French data regulator CNIL has fined Google €150 million ($170 million) and Meta/Facebook €60 million ($68 million) for violating EU privacy rules. Both companies did not allow French users to easily opt-out of the cookie tracking technology, as required by EU privacy rules, according to the CNIL press release.
The fines were specifically imposed on Google’s US and Irish operations (€90 million and €60 million, respectively) and on Facebook’s Irish arm. Both companies face a daily fine of 100,000 euros if they do not change their practices within three months of the official decision of the CNIL.
In addition to the fines, the select committee ordered the companies to provide Internet users based in France within three months with a means of refusing cookies, as simple as the existing means of accepting them, in order to guarantee their freedom of consent. If they fail to do so, the companies will have to pay a fine of 100,000 euros per day of delay.
“We are reviewing the authority’s decision and remain committed to cooperating with the relevant authorities,” a Meta spokesperson told Politico. “Our cookie consent controls give people more control over their data, including a new settings menu on Facebook and Instagram where people can review and manage their decisions at any time, and we continue to develop and improve these controls.”
“People trust that we respect and protect their right to privacy. We understand our responsibility to protect that trust and commit to further changes and active cooperation with the CNIL in light of this decision under the ePrivacy Directive,” a Google spokesperson said. in a statement.

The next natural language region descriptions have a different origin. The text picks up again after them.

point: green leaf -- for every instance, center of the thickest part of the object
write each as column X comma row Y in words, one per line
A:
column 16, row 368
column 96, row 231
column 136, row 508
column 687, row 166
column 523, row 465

CNIL said it has issued 100 injunctions and sanctions related to non-compliance with the cookie law since it came into effect on March 31, 2021. The regulator previously fined Google €100 million for cookie violations under European e-Privacy rules and €50 million for GDPR violations.
Google is still challenging the €100 million fine in France’s highest court. It is also expected to fight the final sanction, according to Politico. At the same time, the fines against Google and Meta’s Irish operations point to major tensions between the EU and Ireland. Europe sees Ireland’s actions as too friendly to tech giants headquartered there, and hostile to user privacy.